Em abril de 2023, o Órgão Especial do TJ-SP analisou as acusações de inconstitucionalidade do indulto, mas decidiu aguardar decisão definitiva do Supremo. Após mais de um ano de interrupção, o ministro Luiz Fux, atual relator do caso, determinou que o Tribunal de Justiça continue com a análise de inconstitucionalidade, sem esperar o julgamento da matéria pelo plenário do Supremo. O TJ-SP decidiu nesta quarta-feira sobre a constitucionalidade do indulto.
Alamiro Velludo, advogado e professor de Direito Penal da Universidade de São Paulo (USP), explica que o presidente da República tem total liberdade para conceder indultos, salvo crimes expressamente proibidos pela Constituição. A Carta proíbe o perdão de penas para tráfico de drogas, terrorismo, tortura e outros crimes considerados hediondos.
“A Lei dos Crimes Hediondos, que data de 1990, em sua primeira versão não inclui o homicídio como esse tipo de crime. O homicídio só será incluído em 1994, ou seja, quatro anos após a promulgação da lei”, explica.
Quando ocorreu o massacre em 1992, os homicídios não eram considerados crimes hediondos. Isso significa que os assassinatos cometidos na invasão do Carandiru não se enquadraram nas categorias de crimes cujo perdão é proibido pela Constituição.
Velludo destaca que, embora o homicídio tenha sido posteriormente classificado como hediondo, “esses crimes, mesmo que tenham sido objeto de indulto, após a mudança da lei não podem ser incluídos no rol dos crimes que são vetados —criaria, segundo para ele, “uma legislação penal que retroagisse em prejuízo dos acusados”. Esse era o mesmo entendimento do TJ-SP.
Como o indulto é uma discricionariedade do presidente da República, Velludo ressalta que o Judiciário “não pode entrar no mérito se é correto ou não”. No caso do massacre, Bolsonaro “agiu dentro de suas competências”.
O Ministério Público estadual (MP-SP) contestou a constitucionalidade do indulto. Segundo o procurador Maurício Antonio Ribeiro Lopes, o perdão da pena não abrange crimes “cometidos com grave ameaça ou violência contra a pessoa ou com violência doméstica e familiar contra a mulher”.

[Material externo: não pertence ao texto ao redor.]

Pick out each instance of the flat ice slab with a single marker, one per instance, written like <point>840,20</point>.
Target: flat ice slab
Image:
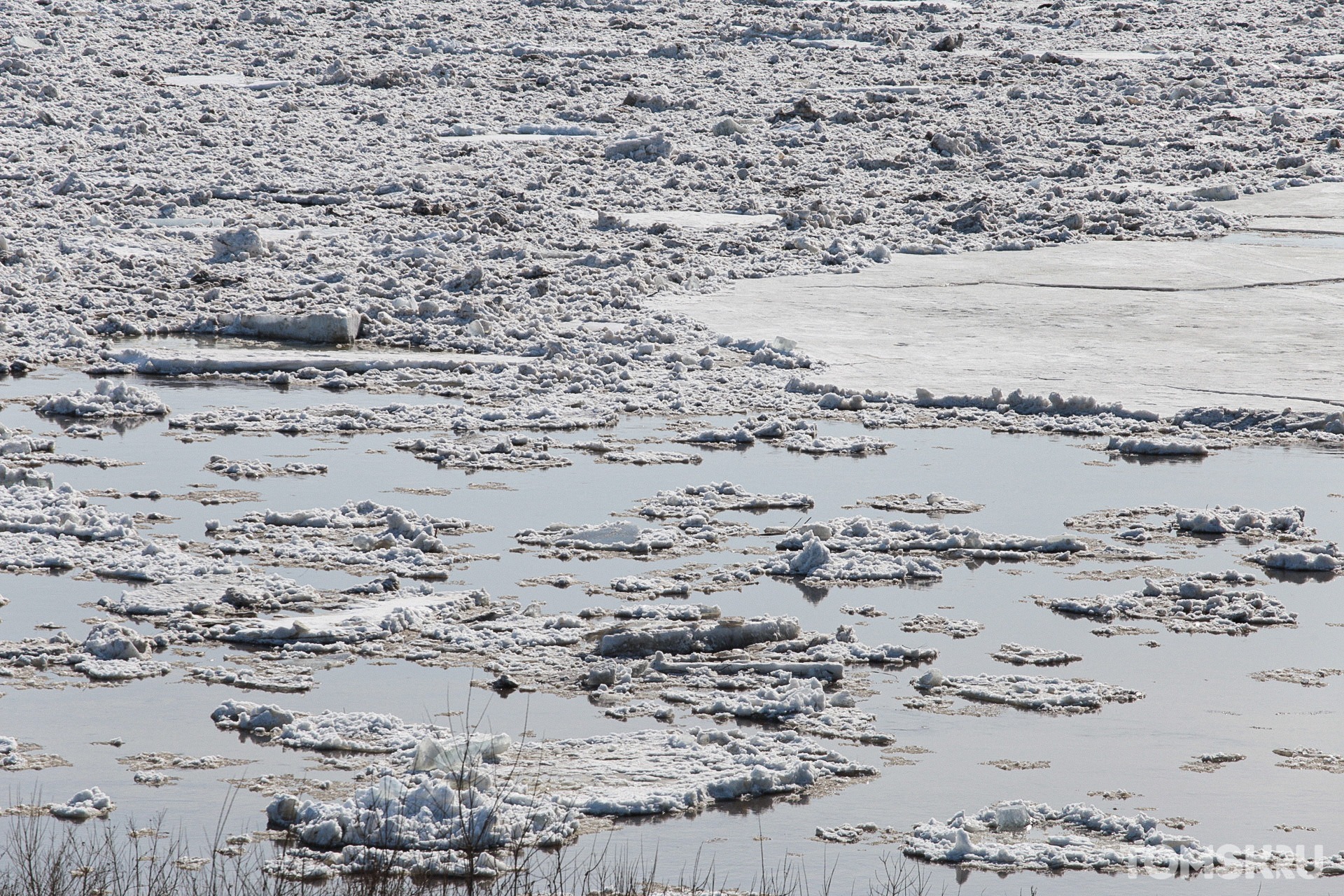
<point>229,359</point>
<point>226,80</point>
<point>1155,326</point>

O caso pode ser retomado no STF, mas, para o advogado especializado em direito penal e constitucional Ilmar Muniz, a decisão dificilmente será alterada. “Acredito que há uma probabilidade muito grande de o STF considerar constitucional, sim. O presidente teve essa liberdade”, pontuou.
Cronologia do banho de sangue
» No dia 2 de outubro de 1992, um jogo de futebol entre presidiários no Pavilhão 9 da Casa de Detenção de São Paulo foi motivo de briga entre grupos rivais. Foi o gatilho que levou à rebelião que culminou no massacre de 111 presos (canto superior esquerdo). » A confusão começou por volta das 14h e se generalizou. Os guardas prisionais não conseguiram conter a revolta. Eles acionaram o alarme e acionaram a tropa de choque da Polícia Militar (PM). À frente da operação estava o coronel Ubiratan Guimarães.
» Ele ouviu funcionários da penitenciária relatarem a situação: o Pavilhão 9 — que abrigava 2.070 dos 7.257 internos da Casa de Detenção — havia “caído”, gíria penitenciária para rebeliões. O prédio tinha 428 celas – as celas individuais abrigavam até três presos, mas as celas coletivas abrigavam cerca de 40 presos. A construção era destinada a presos que ainda aguardavam julgamento, e a maioria tinha entre 18 e 25 anos.
» O diretor da penitenciária, José Ismael Pedrosa, tentou negociar com os rebeldes. Ele falhou. Percebendo que a situação tendia a piorar ainda mais, relatou o que havia tentado ao Coronel Ubiratan, que chamou os policiais das Rondas Ostensivas Tobias de Aguiar (Rota), Choque, Grupo de Ações Táticas Especiais (Gate) e Comando de Operações Especiais. (COE). Era por volta das 15h30.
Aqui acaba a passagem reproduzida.